Judgments are Expensive but Essential

Creating relevance judgments (human-labeled query-document relevance pairs) is time-consuming but essential for meaningful evaluation. Start with a small set of important queries. Use click data as a proxy when human judgments aren't available, but be aware of biases (users can only click what they see).

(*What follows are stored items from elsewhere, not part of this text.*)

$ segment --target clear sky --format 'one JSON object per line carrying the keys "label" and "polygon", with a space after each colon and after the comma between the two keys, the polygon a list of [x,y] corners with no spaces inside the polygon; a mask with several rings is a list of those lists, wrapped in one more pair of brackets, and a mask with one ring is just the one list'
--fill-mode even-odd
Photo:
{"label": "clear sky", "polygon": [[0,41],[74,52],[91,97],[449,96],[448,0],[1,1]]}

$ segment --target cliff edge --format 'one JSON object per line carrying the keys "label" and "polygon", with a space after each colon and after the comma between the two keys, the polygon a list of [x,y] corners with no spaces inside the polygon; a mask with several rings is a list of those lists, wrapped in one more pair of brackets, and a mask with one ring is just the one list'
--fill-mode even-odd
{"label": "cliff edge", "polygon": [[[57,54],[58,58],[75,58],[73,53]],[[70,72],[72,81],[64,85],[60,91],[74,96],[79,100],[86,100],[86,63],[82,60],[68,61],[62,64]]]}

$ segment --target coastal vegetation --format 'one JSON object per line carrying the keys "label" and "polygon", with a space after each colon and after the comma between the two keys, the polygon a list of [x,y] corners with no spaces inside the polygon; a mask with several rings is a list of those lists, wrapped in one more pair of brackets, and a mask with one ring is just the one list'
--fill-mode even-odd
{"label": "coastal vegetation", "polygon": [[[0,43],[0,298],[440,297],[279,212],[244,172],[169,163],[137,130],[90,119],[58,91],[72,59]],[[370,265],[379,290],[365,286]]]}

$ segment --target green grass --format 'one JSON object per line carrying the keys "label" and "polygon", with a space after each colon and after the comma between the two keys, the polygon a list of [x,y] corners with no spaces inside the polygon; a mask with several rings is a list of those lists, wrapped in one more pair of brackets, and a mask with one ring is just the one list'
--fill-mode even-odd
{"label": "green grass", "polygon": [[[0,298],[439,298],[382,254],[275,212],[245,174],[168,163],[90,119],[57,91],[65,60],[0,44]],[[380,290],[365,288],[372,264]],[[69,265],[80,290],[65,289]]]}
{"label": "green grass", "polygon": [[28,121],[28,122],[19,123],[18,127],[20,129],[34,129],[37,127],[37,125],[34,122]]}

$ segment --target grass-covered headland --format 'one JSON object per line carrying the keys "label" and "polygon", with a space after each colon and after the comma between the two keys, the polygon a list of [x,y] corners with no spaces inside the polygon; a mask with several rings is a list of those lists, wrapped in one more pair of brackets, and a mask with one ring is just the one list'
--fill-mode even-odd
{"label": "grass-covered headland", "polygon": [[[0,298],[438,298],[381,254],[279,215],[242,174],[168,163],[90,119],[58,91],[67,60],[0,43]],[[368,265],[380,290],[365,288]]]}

Summary: Mastering Relevance Scoring

Relevance scoring determines whether your search system delights users or frustrates them. BM25 provides a robust foundation, but effective search requires understanding the algorithm, tuning its parameters, and knowing when to go beyond lexical matching.

Key Takeaways

•TF-IDF combines two insights: Term frequency (more mentions = more relevant) and inverse document frequency (rare terms are more informative). These fundamentals underpin all modern relevance scoring.
•BM25 improves on TF-IDF: It adds term frequency saturation (diminishing returns) and document length normalization. Parameters k1 and b control these behaviors.
•Default BM25 parameters work well: k1=1.2, b=0.75 are sensible defaults. Tune only when you have evaluation data showing improvement potential.
•Field boosting is essential: Matches in titles, headings, and tags are usually more relevant than body text. Use multi_match with field-level boosts.
•Debugging requires explain API: When results don't rank as expected, use explain to understand exactly how scores were computed.
•BM25 has limits: It only does lexical matching. Semantic search (vectors), learning-to-rank, and query expansion address vocabulary mismatch and can learn from user behavior.
•Measure quality with metrics: NDCG, MRR, and Precision@k quantify search quality. Without metrics, you're tuning blind.
•Evaluation requires judgments: Human relevance labels or click data are essential for meaningful metrics. Start small but start now.

Module Complete:

With this final page, you've completed the Full-Text Search module. You now understand the complete journey from raw text to ranked results: tokenization breaks text into searchable units, stemming and lemmatization normalize word forms, stopwords are strategically handled, language-specific processing addresses linguistic diversity, and relevance scoring ranks results by importance.

This foundation prepares you for the next module, where we'll dive into Elasticsearch architecture—how these algorithms scale across distributed clusters to handle billions of documents and thousands of queries per second.

Module Complete

You've mastered the complete full-text search pipeline: from tokenization through relevance scoring. You understand how text becomes searchable, how linguistic variations are handled, and how BM25 ranks results. This knowledge enables you to build, tune, and debug search systems that deliver relevant results to users.